How is the stage of pancreatic ductal adenocarcinoma determined?

The results of diagnostic tests are used to classify PDAC into stage 0, and then stages I (1) to IV (4). The numbers define how far the cancer has spread. Within the stages there are three categories that describe: the extent of the tumor (T); the spread to lymph nodes (N) and distant spread or metastasis (M). This system was devised by the American Joint Committee on Cancer (AJCC) and can be viewed in detail on the American Cancer Society (ACS) page on pancreatic cancer stages. In broad terms and in relation to treatment options, patients with PDAC can have:

  • Surgically resectable cancer i.e. the whole tumor can be surgically removed (stage I and II)
  • Locally advanced cancer i.e. the tumor has spread but only to nearby lymph nodes (stage III)
  • Metastatic cancer i.e. the tumor has spread to other organs (stage IV)

What is the survival rate for pancreatic ductal adenocarcinoma?

Generally speaking, the survival rate for pancreatic cancer is poor. This is based on the survival rate calculated in populations. The prognosis of individual patients depends on the unique circumstances of their disease and their treatment. The ACS uses a 5-year relative survival rate which compares the likelihood of patients surviving 5 years after being diagnosed with PDAC as compared to people who do not have the disease. The 5-year relative survival rate for patients with PDAC is 9% which is why it is considered to be one of the world’s more lethal cancers.

What are pancreatic ductal adenocarcinoma treatment guidelines?

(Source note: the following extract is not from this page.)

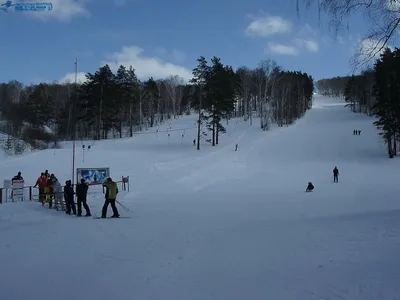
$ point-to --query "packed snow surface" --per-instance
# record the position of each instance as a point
(217, 223)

Treatment of PDAC depends on the previously described stages, the severity of symptoms, such as obstructive jaundice, as well as the patient’s general condition of health (usually referred to as “performance status”). Patients, across stages of PDAC, may opt to receive palliative care. The National Comprehensive Cancer Network (NCCN) provides the following guidance on PDAC treatment options:

Resectable disease: Surgery aimed to remove the cancer entirely. This is usually followed by chemotherapy and/or radiotherapy. If disease returns after resection, chemotherapy is recommended.

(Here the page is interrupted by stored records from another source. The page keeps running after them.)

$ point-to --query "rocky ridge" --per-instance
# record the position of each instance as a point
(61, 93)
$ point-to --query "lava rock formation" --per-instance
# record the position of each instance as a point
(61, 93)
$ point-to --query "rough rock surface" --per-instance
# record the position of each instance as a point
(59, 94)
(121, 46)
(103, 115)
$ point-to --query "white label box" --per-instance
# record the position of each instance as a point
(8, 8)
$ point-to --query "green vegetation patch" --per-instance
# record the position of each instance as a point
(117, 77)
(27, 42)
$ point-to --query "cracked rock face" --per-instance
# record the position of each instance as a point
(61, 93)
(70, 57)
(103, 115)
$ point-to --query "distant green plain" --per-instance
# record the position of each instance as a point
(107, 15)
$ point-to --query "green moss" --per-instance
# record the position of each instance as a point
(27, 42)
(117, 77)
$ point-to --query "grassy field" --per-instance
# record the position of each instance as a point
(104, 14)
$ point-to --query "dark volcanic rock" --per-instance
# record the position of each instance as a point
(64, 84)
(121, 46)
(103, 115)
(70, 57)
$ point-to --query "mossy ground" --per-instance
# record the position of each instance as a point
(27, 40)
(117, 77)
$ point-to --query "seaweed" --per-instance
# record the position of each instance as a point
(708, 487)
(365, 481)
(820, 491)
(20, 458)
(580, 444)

Locally advanced disease: First-line treatment is chemotherapy aimed at trying to reduce the tumor size. Chemotherapy with radiotherapy (chemoradiation) is recommended as second-line treatment for patients with good performance status.

Metastatic disease: Chemotherapy is used as first-line treatment to treat these patients. For some in whom certain mutations are present, treatment with immunotherapy — drugs that help the immune system target and kill cancer cells — may be used.

Symptomatic treatment: Across the different stages of PDAC, surgical procedures may be needed to relieve obstruction to the gallbladder and/or the small intestine. Pain care and supplemental nutrition are also often needed.

The role of clinical trials in pancreatic ductal adenocarcinoma

The National Comprehensive Cancer Network’s guidelines recommend, among others, clinical trials be considered in for patients with:

  • Resectable cancer and recurrence after surgery
  • Locally advanced disease and good performance status, as a potential first-line or second-line treatment option
  • Metastatic disease and good performance status as a potential first-line treatment option

The European Society for Medical Oncology also counts clinical trials among its treatment recommendations for certain groups of PDAC patients. There are a number of active clinical trials investigating drugs with a variety of different targets and modes of action. Providing timely and accurate information to patients and physicians may play a role in shared decision-making that is part of the process of considering, and potentially accessing treatment options.